Below AverageDramaCult
Director
Raj NidimoruKrishna D.K.
Studio
Balaji Motion Pictures| distributor = ALT Entertainment
Release Date
27 April 2011
Running Time
112 min
Language
Hindi
Country
India
Budget
3.00 Cr
Box Office
4.39 Cr

Cast

Review

6/10Critic Score

Deol and Sharma bring a raw, lived-in authenticity to their roles, making you feel the weight of their characters' struggles even when the narrative gets messy. Director Anurag Kashyap crafts something genuinely ambitious here—weaving five interconnected lives through Mumbai's Ganesh Chaturthi chaos, where each person is wrestling with their own demons and desperate choices. The opening track "Karma is a Bitch" sets the tone perfectly: this is a film about consequences, about how our decisions ripple through our lives in ways we can't control. When Tilak's world implodes after the manuscript heist goes sideways, there's a moment of real emotional reckoning that reminds you why character-driven cinema matters.

Yet for all its ambition, the film sometimes buckles under the weight of its own narrative complexity. Five stories competing for screen time means some characters feel underdeveloped—Sawan's cricket subplot, while touching, doesn't quite land with the same force as Tilak's moral collapse or Abhay's mysterious past. The pacing can feel uneven, and there are stretches where you wish Kashyap had trusted one story more deeply rather than spreading himself thin across five. But what the film gets right is its heart: it understands that Mumbai itself is a character, that struggle is universal, and that sometimes the most redemptive moments come not from external success but from facing who we've become.

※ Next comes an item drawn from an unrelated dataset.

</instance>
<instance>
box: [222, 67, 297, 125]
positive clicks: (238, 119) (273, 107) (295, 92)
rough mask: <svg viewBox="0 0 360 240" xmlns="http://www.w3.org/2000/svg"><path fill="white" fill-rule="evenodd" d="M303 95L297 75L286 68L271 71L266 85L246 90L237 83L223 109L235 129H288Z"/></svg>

It's imperfect cinema, but it's cinema that tries. It reaches for somet

Priya Sharma, Bollyhits ↗

Storyline

So this movie follows five different people living in Mumbai, and their lives are pretty wild during the Ganesh Chaturthi festival season. There's Tilak, a guy who runs an illegal book publishing operation with his buddies—they actually kidnap a famous author to steal his latest manuscript. Then you've got Abhay, who's an NRI coming back to India to start a business and he meets this woman named Shalmili. There's also Sawan, a young cricket hopeful trying to make it onto the Mumbai under-22 team. All these characters are dealing with their own stuff while navigating the chaos of the city during this festival.

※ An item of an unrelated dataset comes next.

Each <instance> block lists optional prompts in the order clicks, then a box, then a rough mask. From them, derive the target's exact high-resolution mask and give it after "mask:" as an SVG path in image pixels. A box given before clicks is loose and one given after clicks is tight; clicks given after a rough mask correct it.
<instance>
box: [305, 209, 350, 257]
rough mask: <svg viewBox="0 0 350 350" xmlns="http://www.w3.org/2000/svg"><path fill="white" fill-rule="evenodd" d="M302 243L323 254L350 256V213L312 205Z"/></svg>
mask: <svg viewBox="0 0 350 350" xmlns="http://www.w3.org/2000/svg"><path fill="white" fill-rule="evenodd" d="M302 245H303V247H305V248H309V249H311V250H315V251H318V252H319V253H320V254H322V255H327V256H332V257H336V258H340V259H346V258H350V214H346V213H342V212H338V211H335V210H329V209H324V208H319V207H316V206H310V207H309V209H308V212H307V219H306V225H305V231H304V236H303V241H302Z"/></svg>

The film is basically about how life throws curveballs at everyone and how they handle it. It explores themes like luck, the struggle between staying hopeful versus giving up, and figuring out who you really are. There's this opening song called "Karma is a Bitch" that perfectly captures the vibe—the whole movie is about how the characters have to face the consequences of their own choices and decisions. Abhay's got some mysterious dark past that he's clearly running away from, and you get the feeling there's way more to his story than what's shown.

What's interesting is how the movie shows each character going through their own personal transformation. Tilak's journey gets particularly intense when something tragic happens that forces him to see things differently and reconnect with what matters most to him. The film doesn't shy away from showing how actions have real consequences, and it ties everything together in a way that makes you think about how interconnected everyone's stories really are.